The doc explained that it was more effective than a cervical cerclage because the "stitch" was taken at a higher point on her cervix, much closer to the body of the uterus. Does that prevent the cervix from effacing as well as dilating? Other than requiring a C-Section at delivery, what are the risks? What happens if the mother has preterm labor with this type of cerclage in place? Is there a risk of tearing the cervix?

Has anyone worked with patients who've had this procedure done? What have their outcomes been? Does anyone know if this is relatively common, or is it done only at certain high-risk centers?

Thanks for the info.

I've never had a pt. with one or even heard of one until now.

It seems logical. In my cerclage pts. who've had multiple losses despite the cerclage in place, the problem was usually that the cervix had become very weak and torn from being stitched so much. It would make sense to me that if the stitch were closer to the 'neck' of the cervix that it would be stronger and there would be less incidence of tearing of the cervical tissue.

Why would a c-s be mandatory? Tell me what you find out about this....interesting.

Specializes in Maternal - Child Health.

Shay,

According to the program, the stitch is too high to be accessed lady partslly. In order to be removed, an abdominal incision is required, and therefore a C-Section.

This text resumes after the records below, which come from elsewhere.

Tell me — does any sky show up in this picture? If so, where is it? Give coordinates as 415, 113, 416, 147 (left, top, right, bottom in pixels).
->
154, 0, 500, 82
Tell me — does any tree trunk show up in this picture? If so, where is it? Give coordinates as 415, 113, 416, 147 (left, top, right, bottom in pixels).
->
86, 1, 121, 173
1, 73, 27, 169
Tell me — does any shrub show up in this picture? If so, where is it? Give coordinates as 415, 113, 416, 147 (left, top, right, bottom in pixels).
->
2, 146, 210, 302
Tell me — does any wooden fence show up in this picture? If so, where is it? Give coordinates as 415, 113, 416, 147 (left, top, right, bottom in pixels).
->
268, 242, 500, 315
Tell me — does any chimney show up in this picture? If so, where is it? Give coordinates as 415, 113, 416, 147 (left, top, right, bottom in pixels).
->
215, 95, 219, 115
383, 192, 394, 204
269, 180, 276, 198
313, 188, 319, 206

As one with a history of premature cervical dilation (but also pre-term labor), I'm curious whether I could benefit from this.

Thanks for your input.

Specializes in Nurse Education, Obstetrics, Surgery.

I also saw the episode and that was the first time I've ever heard of the transabdominal cerclage. I've only worked with the cervical kind. I've seen them work and I've seen them dilate through it, tearing their cervix. I thought the TA cerclage was a great idea! Anyone out there who works with a doc who does this? and where at?

Houston Perinatal Associates in Houston, Tx does it on occasion. We see a few, but it is not a common proceedure by any means.

we do them in denver, probably 5-8 per year. considered kind of a "last resort" as it does require a c/s to deliver. have seen it sucessful, when other options have failed.

Specializes in cardiac, diabetes, OB/GYN.

This is the first I have heard of this sort of cerclage but it does sound as though it would be more effective. To luv land d in Denver, about 4 years ago my sister in law from Ft. Collins went ino pt labor at 23 weeks, went to some hospital in Denver, was found to be GBS positive in one sac, that baby was delivered, she was circlaged and then on tocolytics and ended up delivering a healthy surviving twin at 37 weeks. If you or the staff were in any way involved THANKYOU! We are not technically a high risk unit ( though we do receive and keep high risk people at times). I am amazed and awed at all you special people do. Thanks again!

Please contact Dr. Haney at the University of Chicago. The Transabdominal cerclage is 95% effective with incompetent cervix, so many babies have been saved by this procedure. The skill of the surgeon is very important.

Specializes in OB-Gyn/Primary Care/Ambulatory Leadership.

I've "seen" (not seen directly, but read the operative report) one here in Denver. We all thought it was pretty cool.